Meditation on interdependence is to be practiced constantly, not only while sitting, but as an integral part of our involvement in all ordinary tasks. We must learn to see that the person in front of us is ourself and that we are that person. We must be able to see the process of inter-origination and interdependence of all events, both those which are happening and those which will happen.


A ride on the waves of birth and death

I cannot leave out the problem of life and death. Many young people and others have come out to serve others and to labour for peace, through their love for all who are suffering. They are always mindful of the fact that the most important question is the question of life and death, but often not realising that life and death are but two faces of one reality. Once we realise that we will have the courage to encounter both of them.

When I was only 19 years old, I was assigned by an older monk to meditate on the image of a corpse in the cemetery. But I found it very hard to take and resisted the meditation. Now i no longer feel that way. Then I thought that such a meditation should be reserved for older monks. But since then, I have seen many young soldiers lying motionless beside one another, some only 13, 14, and 15 years old. They had no preparation or readiness for death. Now I see that if one doesn’t know how to die, one an hardly know how to live – because death is a part of life. Just two days ago Mobi told me that she thought at 20 one was old enough to meditate on the corpse.
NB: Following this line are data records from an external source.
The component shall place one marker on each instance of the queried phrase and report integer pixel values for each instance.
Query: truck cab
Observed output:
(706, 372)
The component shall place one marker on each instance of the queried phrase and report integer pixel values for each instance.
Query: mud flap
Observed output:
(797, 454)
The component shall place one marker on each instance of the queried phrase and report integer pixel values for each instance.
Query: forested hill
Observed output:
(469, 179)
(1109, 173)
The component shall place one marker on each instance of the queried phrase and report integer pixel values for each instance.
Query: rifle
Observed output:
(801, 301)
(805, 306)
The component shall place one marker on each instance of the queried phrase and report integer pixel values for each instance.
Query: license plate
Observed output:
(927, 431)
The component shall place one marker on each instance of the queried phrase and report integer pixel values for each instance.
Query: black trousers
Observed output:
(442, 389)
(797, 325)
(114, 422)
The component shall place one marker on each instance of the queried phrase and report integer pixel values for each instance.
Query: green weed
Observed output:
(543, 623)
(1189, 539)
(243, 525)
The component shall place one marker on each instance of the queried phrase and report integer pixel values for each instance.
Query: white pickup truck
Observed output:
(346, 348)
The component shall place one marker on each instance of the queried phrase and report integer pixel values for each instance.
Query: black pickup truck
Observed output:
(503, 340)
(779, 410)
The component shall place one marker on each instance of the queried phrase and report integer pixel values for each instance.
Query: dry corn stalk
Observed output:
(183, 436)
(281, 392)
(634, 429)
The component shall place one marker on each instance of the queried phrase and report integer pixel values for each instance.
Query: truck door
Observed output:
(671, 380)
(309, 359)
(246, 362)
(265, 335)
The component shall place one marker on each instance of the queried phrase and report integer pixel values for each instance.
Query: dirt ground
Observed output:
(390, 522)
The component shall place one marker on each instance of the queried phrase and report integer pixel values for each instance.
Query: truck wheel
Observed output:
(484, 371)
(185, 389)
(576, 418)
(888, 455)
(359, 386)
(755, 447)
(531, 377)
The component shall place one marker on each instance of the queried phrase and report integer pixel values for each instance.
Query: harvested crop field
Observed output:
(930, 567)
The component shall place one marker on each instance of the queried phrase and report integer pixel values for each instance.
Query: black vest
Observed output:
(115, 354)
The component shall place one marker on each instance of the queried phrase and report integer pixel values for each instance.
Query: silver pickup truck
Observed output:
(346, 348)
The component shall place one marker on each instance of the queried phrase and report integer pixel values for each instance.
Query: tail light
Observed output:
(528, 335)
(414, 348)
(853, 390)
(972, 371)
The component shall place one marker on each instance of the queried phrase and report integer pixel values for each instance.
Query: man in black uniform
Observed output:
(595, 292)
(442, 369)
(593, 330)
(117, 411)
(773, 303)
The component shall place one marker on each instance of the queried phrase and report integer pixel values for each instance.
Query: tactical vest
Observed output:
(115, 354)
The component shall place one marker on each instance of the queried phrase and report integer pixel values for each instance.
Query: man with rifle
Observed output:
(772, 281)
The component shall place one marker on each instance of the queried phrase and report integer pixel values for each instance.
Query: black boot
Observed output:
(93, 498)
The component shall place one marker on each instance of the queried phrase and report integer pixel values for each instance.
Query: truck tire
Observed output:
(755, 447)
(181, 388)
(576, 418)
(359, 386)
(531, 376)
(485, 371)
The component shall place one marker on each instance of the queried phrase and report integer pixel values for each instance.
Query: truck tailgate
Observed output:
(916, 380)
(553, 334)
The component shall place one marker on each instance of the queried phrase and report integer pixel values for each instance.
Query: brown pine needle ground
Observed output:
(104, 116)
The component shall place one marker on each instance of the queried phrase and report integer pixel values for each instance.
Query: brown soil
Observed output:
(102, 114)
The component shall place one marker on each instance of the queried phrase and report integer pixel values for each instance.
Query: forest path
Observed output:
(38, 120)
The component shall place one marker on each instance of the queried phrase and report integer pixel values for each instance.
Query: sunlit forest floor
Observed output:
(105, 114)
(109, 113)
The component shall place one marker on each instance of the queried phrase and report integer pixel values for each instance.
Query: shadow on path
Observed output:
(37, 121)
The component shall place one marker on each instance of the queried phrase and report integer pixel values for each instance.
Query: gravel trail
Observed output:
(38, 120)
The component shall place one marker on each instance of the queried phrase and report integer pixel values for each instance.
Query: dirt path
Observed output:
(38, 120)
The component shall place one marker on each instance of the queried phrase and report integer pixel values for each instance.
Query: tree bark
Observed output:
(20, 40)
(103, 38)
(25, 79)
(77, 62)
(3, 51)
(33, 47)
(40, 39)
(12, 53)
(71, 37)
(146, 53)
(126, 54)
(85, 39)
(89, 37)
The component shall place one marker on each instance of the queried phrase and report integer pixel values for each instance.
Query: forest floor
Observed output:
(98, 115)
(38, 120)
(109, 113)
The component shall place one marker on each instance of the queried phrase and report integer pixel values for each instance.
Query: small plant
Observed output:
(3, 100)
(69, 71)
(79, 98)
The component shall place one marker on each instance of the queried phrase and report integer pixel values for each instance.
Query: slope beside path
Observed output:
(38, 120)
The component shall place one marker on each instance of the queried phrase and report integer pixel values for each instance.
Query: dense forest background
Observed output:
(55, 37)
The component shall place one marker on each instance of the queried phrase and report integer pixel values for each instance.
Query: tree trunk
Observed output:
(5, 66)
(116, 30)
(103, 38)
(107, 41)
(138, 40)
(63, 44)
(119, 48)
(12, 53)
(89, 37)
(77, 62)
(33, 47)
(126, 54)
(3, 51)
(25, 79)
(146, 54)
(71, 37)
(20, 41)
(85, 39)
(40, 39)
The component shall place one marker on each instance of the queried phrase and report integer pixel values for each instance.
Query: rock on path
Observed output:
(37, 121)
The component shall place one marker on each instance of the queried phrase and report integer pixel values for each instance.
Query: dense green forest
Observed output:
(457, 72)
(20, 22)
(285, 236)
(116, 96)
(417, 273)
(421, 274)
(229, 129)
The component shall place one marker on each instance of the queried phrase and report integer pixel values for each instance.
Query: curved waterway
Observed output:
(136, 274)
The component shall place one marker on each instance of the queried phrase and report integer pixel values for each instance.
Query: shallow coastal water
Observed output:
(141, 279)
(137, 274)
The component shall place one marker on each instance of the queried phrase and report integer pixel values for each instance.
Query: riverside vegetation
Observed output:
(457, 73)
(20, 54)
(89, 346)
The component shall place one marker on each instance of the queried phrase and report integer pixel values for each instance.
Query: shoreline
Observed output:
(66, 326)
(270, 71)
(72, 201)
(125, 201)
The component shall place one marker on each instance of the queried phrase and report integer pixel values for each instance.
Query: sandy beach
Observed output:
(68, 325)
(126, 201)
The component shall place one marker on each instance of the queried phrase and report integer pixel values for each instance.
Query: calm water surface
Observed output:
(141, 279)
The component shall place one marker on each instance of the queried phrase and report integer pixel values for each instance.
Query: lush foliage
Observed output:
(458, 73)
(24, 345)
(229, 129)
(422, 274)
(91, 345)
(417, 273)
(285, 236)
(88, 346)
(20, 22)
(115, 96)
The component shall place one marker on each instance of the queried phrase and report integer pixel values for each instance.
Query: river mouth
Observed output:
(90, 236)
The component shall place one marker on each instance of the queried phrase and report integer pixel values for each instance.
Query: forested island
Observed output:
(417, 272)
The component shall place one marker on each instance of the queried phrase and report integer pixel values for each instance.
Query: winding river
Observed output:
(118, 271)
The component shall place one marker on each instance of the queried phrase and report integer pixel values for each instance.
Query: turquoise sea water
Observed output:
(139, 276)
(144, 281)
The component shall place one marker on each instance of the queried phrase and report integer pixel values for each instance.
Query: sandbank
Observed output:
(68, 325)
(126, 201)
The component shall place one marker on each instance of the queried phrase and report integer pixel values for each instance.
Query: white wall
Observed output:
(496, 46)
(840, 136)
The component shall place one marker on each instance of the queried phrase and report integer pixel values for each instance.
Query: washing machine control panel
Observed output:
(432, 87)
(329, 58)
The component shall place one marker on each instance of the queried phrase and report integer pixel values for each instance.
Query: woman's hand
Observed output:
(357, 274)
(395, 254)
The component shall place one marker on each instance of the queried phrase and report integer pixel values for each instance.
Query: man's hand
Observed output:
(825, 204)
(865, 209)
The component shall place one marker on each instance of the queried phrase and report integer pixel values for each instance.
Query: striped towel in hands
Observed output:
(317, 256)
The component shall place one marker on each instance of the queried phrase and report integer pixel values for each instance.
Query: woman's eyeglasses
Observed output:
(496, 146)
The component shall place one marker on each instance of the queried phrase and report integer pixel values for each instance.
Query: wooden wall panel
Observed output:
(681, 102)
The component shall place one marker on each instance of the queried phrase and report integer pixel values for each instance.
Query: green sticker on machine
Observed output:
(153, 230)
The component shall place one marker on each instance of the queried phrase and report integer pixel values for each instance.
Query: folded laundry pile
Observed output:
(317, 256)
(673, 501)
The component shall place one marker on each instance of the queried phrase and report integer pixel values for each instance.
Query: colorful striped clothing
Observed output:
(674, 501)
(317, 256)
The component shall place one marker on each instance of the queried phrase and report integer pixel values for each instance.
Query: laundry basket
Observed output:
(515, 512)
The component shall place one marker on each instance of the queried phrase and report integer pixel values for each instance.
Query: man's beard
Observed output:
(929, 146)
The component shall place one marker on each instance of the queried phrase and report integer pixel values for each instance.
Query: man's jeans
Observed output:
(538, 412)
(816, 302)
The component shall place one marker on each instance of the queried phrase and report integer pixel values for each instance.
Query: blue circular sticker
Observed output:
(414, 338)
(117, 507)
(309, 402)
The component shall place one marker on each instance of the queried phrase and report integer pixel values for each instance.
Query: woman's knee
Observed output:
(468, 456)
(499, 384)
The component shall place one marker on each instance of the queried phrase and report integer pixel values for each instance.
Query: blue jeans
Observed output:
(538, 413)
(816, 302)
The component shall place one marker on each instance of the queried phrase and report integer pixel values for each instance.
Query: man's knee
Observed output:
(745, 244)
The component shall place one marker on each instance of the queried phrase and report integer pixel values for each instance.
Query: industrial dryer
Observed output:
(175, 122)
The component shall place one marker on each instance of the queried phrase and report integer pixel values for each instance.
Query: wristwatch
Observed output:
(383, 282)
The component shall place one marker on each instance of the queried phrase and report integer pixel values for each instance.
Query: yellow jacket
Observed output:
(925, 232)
She has only turned 21 herself.

We must look death in the face, recognise and accept it, just as we look at and accept life.

The Buddhist Sutra on Mindfulness speaks about the meditation on the corpse: meditate on the decomposition of the body, how the body bloats and turns violet, how it is eaten by worms until only bits of blood and flesh still cling to the bones, meditate up to the point where only white bones remain, which in turn are slowly worn away and turn into dust. Meditate like that, knowing that your own body will undergo the same process. Meditate on the corpse until you are calm and at peace, until your mind and heart are light and tranquil and a smile appears on your face. Thus, by overcoming revulsion and fear, life will be seen as infinitely previous, every second of it worth living. And it is not just our own lives that are recognised as precious, but the lives of every other person, every other person, every other being, every other reality. We can no longer be deluded by the notion that the destruction of others’ lives is necessary for our own survival. We see that life and death are but two faces of Life and that without both, Life is not possible, just as two sides of a coin are needed for the coin to exist. Only now is it possible to rise above birth and death, and to know how to live and how to die. The Sutra says that the Bodhisattvas who has seen into the reality of interdependence have broken through all narrow views, and have been able to enter birth and death as a person takes a ride in a small boat without being submerged or drowned by the waves of birth and death.

Some people have said that if you look at reality with the eyes of a Buddhist, you become pessimistic. But to think in terms of either pessimism or optimism oversimplifies the truth. The problem is to see reality as it is. A pessimistic attitude can never create the calm and serene smile which blossoms on the lips of the Bodhisattvas and all others who obtain the Way.